26 Jul 2018

Saya Tahu Karena Saya Kenal

Saya selalu mempelajari detil terhadap segala yang saya sukai. Ini membuat segala berjalan sesuai intuisi saya. Final Liga Champions paling terkenal, musim 1998/1999 yang dimenangkan Manchester United misalnya. Saat itu saya memprediksi MU akan menang bila memasang duet striker Tedy Seringham dan Ole Gunnar Solkjaer.

Kick-off, ternyata seperti dugaan banyak pengamat, manager Alex Fergusson memasang duet Dwight Yorke dan Andy Cole. Maka saya langsung prediksi. Bayern Muenchen akan menang bila free-kick diambil Mario Basler. Dan tepat sekali, Super Mario mencetak gol melalui free-kick terkenalnya.

Saya bukan penggemar Bayern Muenchen. Alasannya ideologis, Bayern adalah klub Jerman, sementara Jerman adalah musuh abadi Belanda, negara jagoan saya di sepakbola. Maka apa boleh buat, di finak bersejarah tersebut saya terpaksa dukung MU, rival Arsenal, klub favorit saya, hahaha...

Pertandingan memasuki saat-saat akhir. Saya terus berharap MU segera memainkan Seringham dan Solkjaer, dan skor akan berbalik. Alhamdulillah, pesan saya didengar Sir Alex. 2 pemain tersebut akhirnya sukses membalikkan keadaan. MU akhirnya meraih musim bersejarahnya, treble winner.

Ini bukan cerita bualan kosong. Saya punya teman-teman sebagai saksinya. Oke, itu cuma prediksi satu pertandingan. Bagaimana dengan durasi yang lebih panjang?

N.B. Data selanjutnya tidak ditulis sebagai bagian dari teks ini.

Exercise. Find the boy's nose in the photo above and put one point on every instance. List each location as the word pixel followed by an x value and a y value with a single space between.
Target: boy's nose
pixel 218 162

Tahun 1994, saya masuk MTsN. Punya teman sesama penggila bola juga. Si Cuix, teman saya ini pemain favoritnya Steve McManaman. Saat itu usia sang pemain 22 tahun. Sedang pemain jagoan saya adalah Clarence Seedorf, saat itu baru berusia 18 tahun. Saat ini mungkin seperti Egy, Witan atau Saddil Ramdhani. 

Hampir tiap ada jadwal bola saya nonton bareng bersama teman baru ini. Dan sejarah akhirnya membuktikan. Karir Steve McManaman, pemain jagoan teman saya ini berakhir di tahun 2005 saat dia berusia 31 tahun, bermain sebagai pemain medioker di Manchester City yang juga klub medioker (saat itu).

Sedangkan pemain favorit saya Clarence Seedorf jelas sulit sekali dicari tandingannya. Meski akhir karirnya juga di klub 'antah berantah', Botafogo (Brasil), dia pensiun sebagai pemain terbaik musim itu. Dia dijuluki sebagai pemain sejuta rekor sebab banyaknya rekor dan gelar juara yang dipersembahkannya bagi klub. Satu-satunya pemain yang paling pernah menjuarai Liga Champions bersama 3 klub berbeda. Gelar juara Championnya bahkan mengalahkan jumlah gelar juara yang diraih sebuah klub seperti Ju entusπŸ˜‚

Belanda adalah negara penghasil superstar bola dunia. Tapi siapakah pemain mereka yang paling banyak bermain di kompetisi Eropa? Bukan Johan Cruyff atau Marco van Basten. Juga bukan Ruud Gullit, Frank Rijkaard, Robald Koeman atau Dennis Berkamp. Dia adalah Clarence Seedorf, pemain idola saya, hehe.. 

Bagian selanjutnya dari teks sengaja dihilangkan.